Pro-E.2.9 — Response to Con-D.2.9 (Domain Demarcation)#

Impact: E (Moderate) — Partially resolved.

The reply addresses the critique’s strongest example directly: poverty. Nobody born into poverty is responsible for being born into poverty. The domain structure shows precisely why someone else’s prior innovation failure is responsible. Whether the failed innovation call was directed at a rich person, a poor person, or a middle-class person does not matter. The fact that anyone is born into extreme poverty documents that someone prior in human history failed to distribute wealth in a way that prevents this outcome.

The domain partition supports the theodicy for this case: poverty is evidence of prior innovation failure (D_free/D_inno) by other humans. The person born into poverty is in D_f with respect to their initial condition. Responsibility is correctly assigned to prior innovators who failed, not to the person born into the consequences.

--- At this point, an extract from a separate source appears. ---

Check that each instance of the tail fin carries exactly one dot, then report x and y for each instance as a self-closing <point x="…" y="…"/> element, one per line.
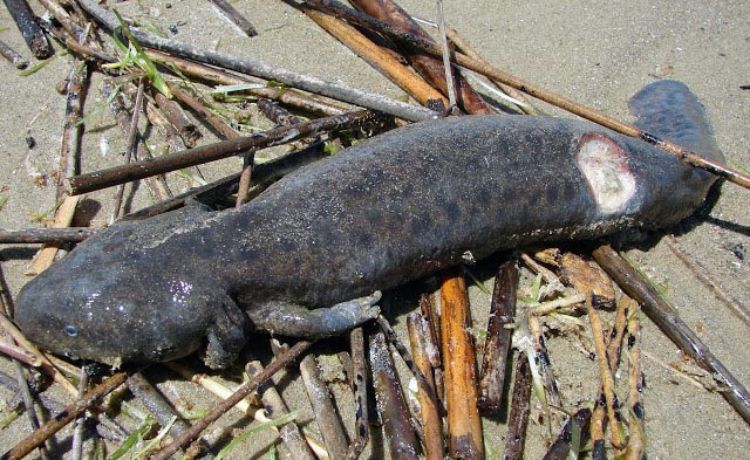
<point x="669" y="110"/>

On the formal demarcation criterion: The critique is correct that a formal criterion for D_f vs. D_free assignment is needed. This is noted as a TODO for future formal development, likely engaging with the capabilities literature (Sen 1999, Nussbaum 2011) and Frankfurt-style analysis. However, the lack of a complete formal criterion does not refute the structural argument: the three domains exist as conceptual categories even if their boundaries are fuzzy in practice, analogous to the fuzzy boundary between “day” and “night” (twilight) that does not undermine the distinction.

Remaining gap: The formal demarcation criterion is genuinely missing. The poverty example demonstrates that the partition works for clear cases, but the grey zone (partially constrained choices) lacks formal treatment. th5’s unfalsifiability charge is mitigated for clear cases but stands for boundary cases.

Why Impact E: The poverty resolution is strong for the most common objection case, but the general formal criterion is deferred. The theodicy works structurally for clear D_f/D_free cases; the boundary formalization is future work.